Concert sculpture offers new way to look at music


The new, two-story wall sculpture overlooking the first floor of Corey Union features symbolic musical instruments like those played by Billy Joel, the Grateful Dead and other artists who once performed at SUNY Cortland.

The metal instruments can’t actually be played by musicians, but the entire work of art can bring music in the recently renovated venue to life visually. Embedded in the sculpture are colored spotlights programmed to blink with the flow of beats and riffs played through the sound system.

Students performing in the fall’s first Open Mike Night in the first-floor food court in Corey Union on Tuesday, Aug. 27, were the first members of the SUNY Cortland community to experience this aspect of the sculpture, which commemorates the university’s concert legacy.

The event was sponsored by the Student Activities Board. It mixed student participants with several alumni speakers involved with bringing big-name artists to campus during the 1960s, 1970s and 1980s. Alumni also displayed memorabilia and photos from those historic concerts.

“This is a unique feature for a unique sculpture that pays tribute to a unique time in musical history,” said Kevin Pristash ’85, MA ’91, director of Corey Union and Campus Activities, of the sound-responsive lights. “And it’s a fun way to raise awareness of SUNY Cortland’s role in launching the careers of some of pop music’s biggest stars.”

Throughout the 1960s through the 1980s, the list of performers that came to Cortland included Aerosmith, the Beach Boys, the Eagles, Linda Ronstadt, Simon and Garfunkel, James Taylor and many, many more. During that time, increasing student activism and leadership met the economics of the music industry, which relied on touring college campuses to promote record sales.

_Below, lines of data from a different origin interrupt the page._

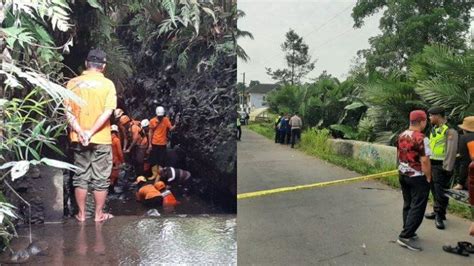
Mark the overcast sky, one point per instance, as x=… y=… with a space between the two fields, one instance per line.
x=326 y=26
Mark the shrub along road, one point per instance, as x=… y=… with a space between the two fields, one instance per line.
x=344 y=224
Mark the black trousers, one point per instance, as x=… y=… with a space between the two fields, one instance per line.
x=440 y=182
x=282 y=137
x=415 y=197
x=158 y=155
x=295 y=133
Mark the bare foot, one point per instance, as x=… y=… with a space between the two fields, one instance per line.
x=104 y=217
x=80 y=218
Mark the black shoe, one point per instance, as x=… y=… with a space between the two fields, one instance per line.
x=430 y=216
x=408 y=243
x=439 y=222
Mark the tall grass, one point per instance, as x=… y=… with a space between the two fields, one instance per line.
x=263 y=128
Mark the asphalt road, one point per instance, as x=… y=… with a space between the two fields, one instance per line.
x=348 y=224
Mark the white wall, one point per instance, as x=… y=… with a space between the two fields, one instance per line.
x=256 y=100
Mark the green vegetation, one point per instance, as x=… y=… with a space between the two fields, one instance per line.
x=44 y=43
x=315 y=143
x=422 y=58
x=264 y=129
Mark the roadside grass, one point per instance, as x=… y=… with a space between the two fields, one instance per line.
x=315 y=143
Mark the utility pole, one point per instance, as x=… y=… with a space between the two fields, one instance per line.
x=244 y=98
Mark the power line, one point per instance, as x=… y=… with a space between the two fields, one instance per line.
x=329 y=20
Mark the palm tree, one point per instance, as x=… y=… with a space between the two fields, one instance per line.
x=445 y=78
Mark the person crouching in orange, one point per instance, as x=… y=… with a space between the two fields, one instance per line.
x=117 y=155
x=153 y=194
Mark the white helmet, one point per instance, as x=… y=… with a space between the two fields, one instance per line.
x=160 y=111
x=145 y=122
x=118 y=113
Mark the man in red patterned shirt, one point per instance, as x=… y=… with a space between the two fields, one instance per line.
x=414 y=170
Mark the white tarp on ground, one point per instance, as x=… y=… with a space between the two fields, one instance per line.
x=259 y=112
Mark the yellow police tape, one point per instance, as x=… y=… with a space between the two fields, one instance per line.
x=314 y=185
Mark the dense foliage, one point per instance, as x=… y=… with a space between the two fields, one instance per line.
x=421 y=59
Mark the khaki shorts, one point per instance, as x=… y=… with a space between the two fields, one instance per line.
x=96 y=163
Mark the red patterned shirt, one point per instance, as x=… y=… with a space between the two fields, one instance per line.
x=411 y=146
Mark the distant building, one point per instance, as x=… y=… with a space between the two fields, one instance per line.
x=258 y=94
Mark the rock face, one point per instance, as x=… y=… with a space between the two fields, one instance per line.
x=207 y=104
x=42 y=188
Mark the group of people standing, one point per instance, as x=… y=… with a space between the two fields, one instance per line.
x=100 y=147
x=288 y=129
x=427 y=164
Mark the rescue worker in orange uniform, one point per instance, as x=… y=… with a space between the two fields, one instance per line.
x=153 y=194
x=175 y=175
x=123 y=121
x=117 y=155
x=158 y=134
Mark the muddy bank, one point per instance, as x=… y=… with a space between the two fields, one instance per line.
x=207 y=103
x=134 y=240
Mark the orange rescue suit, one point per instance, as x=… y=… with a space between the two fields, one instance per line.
x=117 y=158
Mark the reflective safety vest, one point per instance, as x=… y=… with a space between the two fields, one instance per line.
x=438 y=142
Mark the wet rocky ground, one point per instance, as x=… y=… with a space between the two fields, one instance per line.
x=194 y=232
x=133 y=240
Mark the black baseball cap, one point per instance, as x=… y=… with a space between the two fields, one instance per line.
x=436 y=110
x=97 y=56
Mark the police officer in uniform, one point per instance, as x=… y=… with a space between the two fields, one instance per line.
x=443 y=144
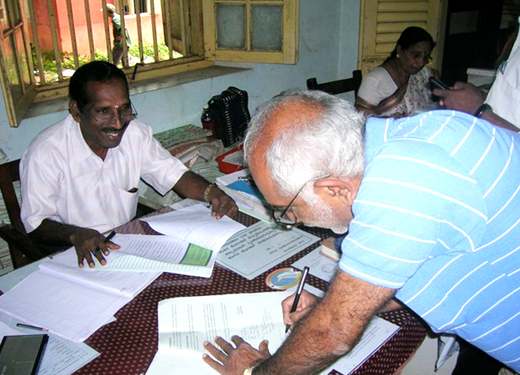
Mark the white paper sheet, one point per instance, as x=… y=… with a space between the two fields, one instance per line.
x=65 y=266
x=65 y=308
x=376 y=334
x=203 y=314
x=195 y=225
x=159 y=253
x=185 y=323
x=261 y=247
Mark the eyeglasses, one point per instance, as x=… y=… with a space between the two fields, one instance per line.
x=418 y=55
x=279 y=215
x=105 y=116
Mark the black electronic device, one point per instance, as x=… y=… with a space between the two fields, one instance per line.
x=21 y=355
x=438 y=84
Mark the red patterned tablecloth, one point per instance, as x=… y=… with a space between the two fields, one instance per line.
x=128 y=345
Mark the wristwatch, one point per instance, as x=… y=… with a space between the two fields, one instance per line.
x=480 y=110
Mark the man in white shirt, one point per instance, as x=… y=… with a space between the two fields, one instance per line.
x=80 y=177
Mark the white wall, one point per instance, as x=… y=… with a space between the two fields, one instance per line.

Former students involved with that effort came together last year to launch the SUNY Cortland Alumni Association’s Musical Legacy Commemoration (1960-90) Project, which involved a schedule of panel discussions, exhibits and events aimed at raising awareness of this era during SUNY Cortland’s sesquicentennial year.

The committee hired Scott Oldfield ’06, the artist responsible for the giant, metal red dragon in front of the SUNY Cortland Stadium Complex, to create the towering, stainless steel and copper arrangement of sculpted musical instruments in Corey Union. Oldfield talked about his creation at the recent event.

The sculpture was officially unveiled earlier this summer as part of Alumni Reunion 2019. Because of technical issues, however, the responsive lighting system was not turned on. That was done on Aug. 27, in the second unveiling event, which was aimed at students.

Open Mic Night is a bi-weekly event in Corey Union. It is free and open to the public.